Title: Statistics For Abx
Post by: ff123 on 2002-09-03 15:49:17
Quote
I think the easiest and savest method would be to disallow in-between stops generally. It wouldn't be very logical for the user to allow him to stop at some points while not at others.
If you find a way though, to keep the total below 0.05 it could be added. But I don't think it's possible. (or maybe for certain profiles only)

The best (easiest) way for all in-between points probably is:

Quote
1. Show the progress to the listener, but do not allow him to quit the test here (or with worst case for the next look-point).

Showing progress (while disallowing stopping in between) does seem more attractive.  Especially if the listener is not allowed to stop at important places, such as trials 7 through 11.  Let me work through all the places where I should eliminate stop points, and then reconsider.  There could even be a hybrid solution.  For example:  don't show progress on trials 1 through 4, but allow a stop point at trial 5.

ff123
Title: Statistics For Abx
Post by: Continuum on 2002-09-03 15:58:52
Hybrid version - sounds interesting!

Especially the 5/5 possibility could be useful, although personally, I still prefer to know my progress at each trial...
Title: Statistics For Abx
Post by: shday on 2002-09-03 22:57:09
Allowing in-between stops increases the chances of type-2 errors (failing the test when a difference was heard).

For example, if someone hears a difference and chooses to stop at trial 5, there is a chance they may fail the test (this is possible because they didn't know the results from trials 1 to 4). This can happen even though the full test may (very likely) result in a passing score. This means the Pr(type-2 error) has increased, versus a test without in-between stops.

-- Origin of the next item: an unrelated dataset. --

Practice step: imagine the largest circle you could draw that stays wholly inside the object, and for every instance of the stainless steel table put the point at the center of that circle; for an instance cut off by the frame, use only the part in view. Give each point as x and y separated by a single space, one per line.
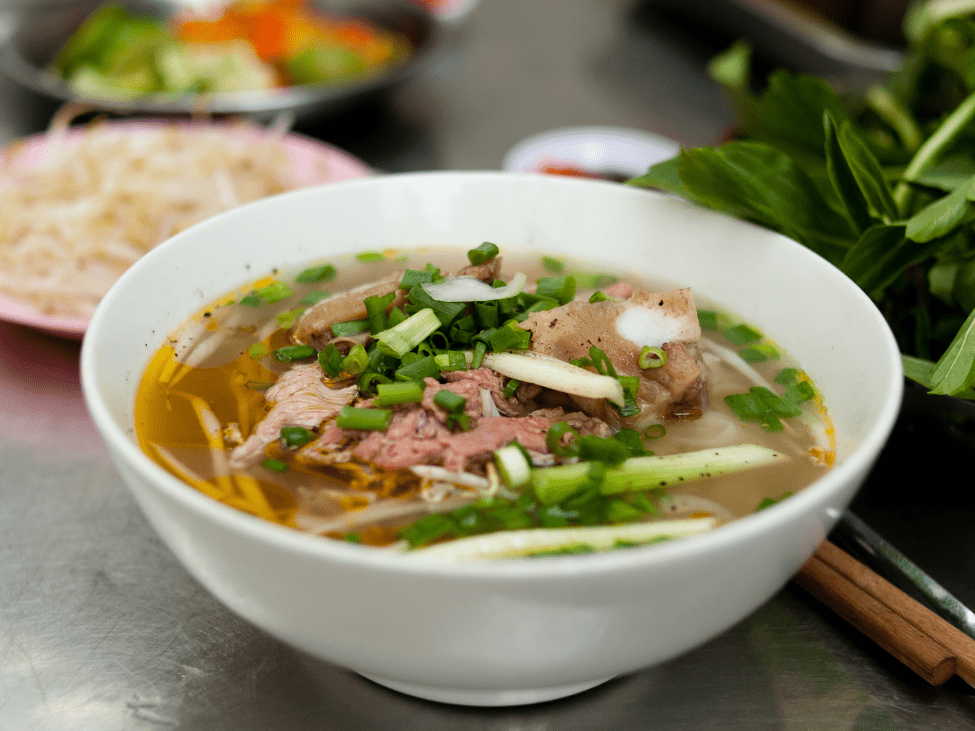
101 629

The look points, on the other hand, actually decrease the chances of type-2 errors because they only terminate the test early in the event of a pass.

Edit: Actually, there are scenarios where the in-between stop points could result in an avoided instance of a type-2 error. But I still think the net result is that the Pr(type-2 error) is increased.  One thing is for sure... allowing the in-between stop points adds a lot of complexity.
Title: Statistics For Abx
Post by: ff123 on 2002-09-04 02:03:09
Good point about the type 2 error, although the 28-trial profile is not particularly concerned with type 2 errors in the first place.  I think I'm reaching the conclusion that, especially for the benefit of people not familiar with ABX testing, that the results for trials 1 through 4 should be visible, and that means only allowing a stop at trial 6.

So to summarize:

1. number correct displayed for every trial.  There will be a table showing the stopping points and the number correct required to pass.
2. overall alpha value also displayed at every stopping point.
3. test can only be terminated at trials 6, 12, 18, 23 and 28 (with the number correct as specified previously to get a "passing" score).
4. 9 wrong terminates the test.
5. the listener can choose to continue with the test even if he achieves a passing score, but then runs the risk of failing at a later stopping point.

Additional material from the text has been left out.